Giving Voice to Bear
Title | Giving Voice to Bear PDF eBook |
Author | David B. Rockwell |
Publisher | Niwot, Colo. : Roberts Rinehart Publishers |
Pages | 248 |
Release | 1991 |
Genre | History |
ISBN |
North American Indian rituals, myths, and images of the bear.--Title page.
Giving Voice to Love
Title | Giving Voice to Love PDF eBook |
Author | Judith A. Peraino |
Publisher | OUP USA |
Pages | 371 |
Release | 2011-11-28 |
Genre | History |
ISBN | 0199757240 |
The lyrics of medieval "courtly love" songs are characteristically self-conscious. Giving Voice to Love investigates similar self-consciousness in the musical settings.
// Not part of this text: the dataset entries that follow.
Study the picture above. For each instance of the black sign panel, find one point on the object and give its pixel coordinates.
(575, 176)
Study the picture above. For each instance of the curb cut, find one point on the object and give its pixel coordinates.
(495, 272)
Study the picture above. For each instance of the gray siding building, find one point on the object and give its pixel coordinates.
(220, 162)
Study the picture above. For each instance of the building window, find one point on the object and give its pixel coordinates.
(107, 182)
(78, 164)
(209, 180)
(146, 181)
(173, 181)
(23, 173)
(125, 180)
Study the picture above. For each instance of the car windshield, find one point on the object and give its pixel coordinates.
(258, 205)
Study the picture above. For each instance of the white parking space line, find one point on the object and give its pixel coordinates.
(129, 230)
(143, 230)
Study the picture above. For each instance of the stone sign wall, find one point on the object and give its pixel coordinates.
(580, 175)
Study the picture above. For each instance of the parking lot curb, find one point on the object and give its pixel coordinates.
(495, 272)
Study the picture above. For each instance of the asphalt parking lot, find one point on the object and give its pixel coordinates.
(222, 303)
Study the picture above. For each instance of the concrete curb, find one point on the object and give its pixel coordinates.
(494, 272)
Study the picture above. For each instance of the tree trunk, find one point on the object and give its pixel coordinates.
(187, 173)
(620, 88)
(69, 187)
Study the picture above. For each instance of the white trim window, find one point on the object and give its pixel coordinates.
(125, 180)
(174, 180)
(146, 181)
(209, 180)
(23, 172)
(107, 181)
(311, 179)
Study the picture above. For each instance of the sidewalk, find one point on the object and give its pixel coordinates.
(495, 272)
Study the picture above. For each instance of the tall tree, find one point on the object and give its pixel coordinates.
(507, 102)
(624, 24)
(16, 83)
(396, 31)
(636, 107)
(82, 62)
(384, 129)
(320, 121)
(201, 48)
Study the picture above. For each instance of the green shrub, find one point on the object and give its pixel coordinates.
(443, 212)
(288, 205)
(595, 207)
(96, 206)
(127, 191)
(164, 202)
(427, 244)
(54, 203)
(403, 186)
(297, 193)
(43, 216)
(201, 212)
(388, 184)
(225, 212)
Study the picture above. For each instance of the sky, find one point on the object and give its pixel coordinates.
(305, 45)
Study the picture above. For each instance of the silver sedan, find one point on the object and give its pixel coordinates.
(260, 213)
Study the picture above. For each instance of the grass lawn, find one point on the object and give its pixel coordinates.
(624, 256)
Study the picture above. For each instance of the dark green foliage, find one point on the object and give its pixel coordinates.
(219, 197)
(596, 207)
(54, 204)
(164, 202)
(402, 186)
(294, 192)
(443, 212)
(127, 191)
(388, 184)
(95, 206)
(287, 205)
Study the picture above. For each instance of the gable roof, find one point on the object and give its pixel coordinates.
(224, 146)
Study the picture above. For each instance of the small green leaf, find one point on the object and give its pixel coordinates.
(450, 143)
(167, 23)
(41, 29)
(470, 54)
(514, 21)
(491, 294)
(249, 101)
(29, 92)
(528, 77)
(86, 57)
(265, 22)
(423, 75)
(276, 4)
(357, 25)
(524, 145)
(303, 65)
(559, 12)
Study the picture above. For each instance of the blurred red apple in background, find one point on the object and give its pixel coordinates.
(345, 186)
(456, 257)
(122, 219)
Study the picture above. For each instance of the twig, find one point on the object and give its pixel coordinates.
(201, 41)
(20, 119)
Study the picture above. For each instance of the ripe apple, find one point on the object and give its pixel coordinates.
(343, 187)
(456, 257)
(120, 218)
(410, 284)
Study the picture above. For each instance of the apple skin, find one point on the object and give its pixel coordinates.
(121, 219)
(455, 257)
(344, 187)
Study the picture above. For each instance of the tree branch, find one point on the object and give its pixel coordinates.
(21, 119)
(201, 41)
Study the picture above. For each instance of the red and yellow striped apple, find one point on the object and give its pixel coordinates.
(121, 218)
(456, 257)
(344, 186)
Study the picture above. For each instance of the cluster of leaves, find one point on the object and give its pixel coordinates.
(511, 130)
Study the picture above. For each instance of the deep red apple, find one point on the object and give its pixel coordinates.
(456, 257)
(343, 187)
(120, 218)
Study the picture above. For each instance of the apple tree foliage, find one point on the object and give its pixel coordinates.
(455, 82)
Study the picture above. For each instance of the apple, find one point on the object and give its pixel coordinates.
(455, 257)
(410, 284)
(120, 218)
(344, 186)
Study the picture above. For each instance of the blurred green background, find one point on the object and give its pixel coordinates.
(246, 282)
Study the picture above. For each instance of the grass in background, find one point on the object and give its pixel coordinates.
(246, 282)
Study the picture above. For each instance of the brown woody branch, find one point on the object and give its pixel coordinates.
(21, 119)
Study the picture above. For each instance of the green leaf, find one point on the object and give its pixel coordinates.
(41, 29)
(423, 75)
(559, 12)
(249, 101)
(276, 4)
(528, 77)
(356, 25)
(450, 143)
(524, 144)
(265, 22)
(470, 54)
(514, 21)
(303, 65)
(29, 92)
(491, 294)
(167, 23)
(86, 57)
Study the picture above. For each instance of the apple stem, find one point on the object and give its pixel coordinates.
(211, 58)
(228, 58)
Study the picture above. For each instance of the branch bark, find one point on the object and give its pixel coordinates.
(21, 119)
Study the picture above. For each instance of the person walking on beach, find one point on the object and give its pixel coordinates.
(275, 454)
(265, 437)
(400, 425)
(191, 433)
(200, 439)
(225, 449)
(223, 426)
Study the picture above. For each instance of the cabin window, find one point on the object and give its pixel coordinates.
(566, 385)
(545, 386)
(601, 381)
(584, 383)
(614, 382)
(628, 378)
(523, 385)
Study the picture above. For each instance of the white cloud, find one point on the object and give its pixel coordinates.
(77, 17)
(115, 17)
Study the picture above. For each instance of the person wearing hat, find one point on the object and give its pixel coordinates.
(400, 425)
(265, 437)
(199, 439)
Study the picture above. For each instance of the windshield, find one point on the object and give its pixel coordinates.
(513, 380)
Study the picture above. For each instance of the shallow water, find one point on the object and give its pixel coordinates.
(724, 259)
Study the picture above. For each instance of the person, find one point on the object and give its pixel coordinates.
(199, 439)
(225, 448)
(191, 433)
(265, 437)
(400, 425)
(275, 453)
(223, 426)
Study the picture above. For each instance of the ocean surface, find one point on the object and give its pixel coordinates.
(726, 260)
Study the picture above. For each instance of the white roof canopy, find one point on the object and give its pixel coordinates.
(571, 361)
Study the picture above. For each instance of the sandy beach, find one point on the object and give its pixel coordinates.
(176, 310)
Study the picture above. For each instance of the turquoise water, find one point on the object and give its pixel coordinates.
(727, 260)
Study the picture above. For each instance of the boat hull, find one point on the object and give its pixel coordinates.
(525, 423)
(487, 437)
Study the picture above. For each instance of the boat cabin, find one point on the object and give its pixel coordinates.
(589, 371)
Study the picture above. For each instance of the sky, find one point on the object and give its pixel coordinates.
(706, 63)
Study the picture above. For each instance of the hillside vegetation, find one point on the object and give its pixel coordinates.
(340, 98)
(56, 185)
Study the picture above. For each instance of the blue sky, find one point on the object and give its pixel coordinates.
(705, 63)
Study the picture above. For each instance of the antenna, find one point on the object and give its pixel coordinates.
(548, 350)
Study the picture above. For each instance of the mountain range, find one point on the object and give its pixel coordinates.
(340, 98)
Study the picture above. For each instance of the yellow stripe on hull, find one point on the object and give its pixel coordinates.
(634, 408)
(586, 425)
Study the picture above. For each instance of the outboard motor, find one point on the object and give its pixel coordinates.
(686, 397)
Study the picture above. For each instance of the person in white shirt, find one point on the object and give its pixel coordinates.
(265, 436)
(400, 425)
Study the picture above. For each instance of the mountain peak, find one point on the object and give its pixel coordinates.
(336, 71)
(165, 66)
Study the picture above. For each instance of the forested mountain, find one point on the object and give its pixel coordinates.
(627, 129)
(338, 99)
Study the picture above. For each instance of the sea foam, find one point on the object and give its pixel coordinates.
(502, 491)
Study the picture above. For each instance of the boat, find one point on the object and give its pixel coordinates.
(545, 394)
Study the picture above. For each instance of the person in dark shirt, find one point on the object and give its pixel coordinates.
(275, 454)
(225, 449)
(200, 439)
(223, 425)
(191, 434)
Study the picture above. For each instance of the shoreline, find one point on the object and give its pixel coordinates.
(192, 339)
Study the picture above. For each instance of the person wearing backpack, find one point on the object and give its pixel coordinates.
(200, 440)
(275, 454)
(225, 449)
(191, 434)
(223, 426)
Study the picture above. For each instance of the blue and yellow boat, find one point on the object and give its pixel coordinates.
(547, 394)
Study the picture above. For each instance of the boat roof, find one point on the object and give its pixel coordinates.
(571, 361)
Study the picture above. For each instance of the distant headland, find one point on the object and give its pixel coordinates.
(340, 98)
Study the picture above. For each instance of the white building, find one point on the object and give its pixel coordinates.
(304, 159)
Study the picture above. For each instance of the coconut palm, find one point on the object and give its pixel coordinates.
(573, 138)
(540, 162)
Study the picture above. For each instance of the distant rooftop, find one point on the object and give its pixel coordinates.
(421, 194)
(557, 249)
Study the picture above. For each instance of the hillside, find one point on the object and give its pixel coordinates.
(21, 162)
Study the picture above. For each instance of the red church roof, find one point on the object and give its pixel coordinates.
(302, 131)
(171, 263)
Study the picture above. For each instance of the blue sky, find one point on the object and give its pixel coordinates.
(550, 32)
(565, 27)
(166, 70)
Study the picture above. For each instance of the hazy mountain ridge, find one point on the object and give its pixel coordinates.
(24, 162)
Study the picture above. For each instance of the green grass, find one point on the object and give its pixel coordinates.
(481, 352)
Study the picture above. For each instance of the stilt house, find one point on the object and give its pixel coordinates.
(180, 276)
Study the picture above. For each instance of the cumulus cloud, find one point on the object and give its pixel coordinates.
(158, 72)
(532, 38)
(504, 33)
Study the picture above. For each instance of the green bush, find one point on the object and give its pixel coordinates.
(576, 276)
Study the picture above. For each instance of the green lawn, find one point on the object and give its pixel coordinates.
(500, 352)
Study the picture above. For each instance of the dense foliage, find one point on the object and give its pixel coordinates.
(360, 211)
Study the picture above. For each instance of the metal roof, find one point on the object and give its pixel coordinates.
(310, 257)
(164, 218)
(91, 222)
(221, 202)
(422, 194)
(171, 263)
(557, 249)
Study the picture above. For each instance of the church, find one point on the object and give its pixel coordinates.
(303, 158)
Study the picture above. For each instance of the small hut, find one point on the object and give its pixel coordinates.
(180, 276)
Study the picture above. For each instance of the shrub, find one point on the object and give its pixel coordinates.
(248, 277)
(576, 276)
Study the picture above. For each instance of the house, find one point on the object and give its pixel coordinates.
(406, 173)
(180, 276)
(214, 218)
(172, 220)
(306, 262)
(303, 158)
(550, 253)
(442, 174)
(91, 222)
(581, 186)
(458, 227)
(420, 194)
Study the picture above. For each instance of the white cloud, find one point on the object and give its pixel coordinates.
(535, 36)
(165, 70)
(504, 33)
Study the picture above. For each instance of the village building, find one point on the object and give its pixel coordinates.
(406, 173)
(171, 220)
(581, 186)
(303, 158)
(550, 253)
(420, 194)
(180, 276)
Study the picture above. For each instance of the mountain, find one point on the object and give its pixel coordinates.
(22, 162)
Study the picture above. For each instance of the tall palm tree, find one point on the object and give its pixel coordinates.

Moments and examples where voice, melody, rhythm, form, and genre seem to comment on music itself tell us about musical responses to the courtly chanson tradition, and musical reflections on the complexity of self-expression.
Alexander Graham Bell
Title | Alexander Graham Bell PDF eBook |
Author | Mary Kay Carson |
Publisher | Sterling Publishing Company, Inc. |
Pages | 140 |
Release | 2007 |
Genre | Biography & Autobiography |
ISBN | 9781402749513 |
An introduction to the life and career of the inventor of the telephone, who was also accomplished in many other ways.
Everybody Matters
Title | Everybody Matters PDF eBook |
Author | Mary Robinson |
Publisher | Bloomsbury Publishing USA |
Pages | 337 |
Release | 2014-02-25 |
Genre | Biography & Autobiography |
ISBN | 1620405237 |
A personal account by Ireland's first female president and the former United Nations High Commissioner traces her childhood in a deeply Catholic family, her landmark wins as an activist lawyer and her struggles to advocate on behalf of human rights throughout the world. 50,000 first printing.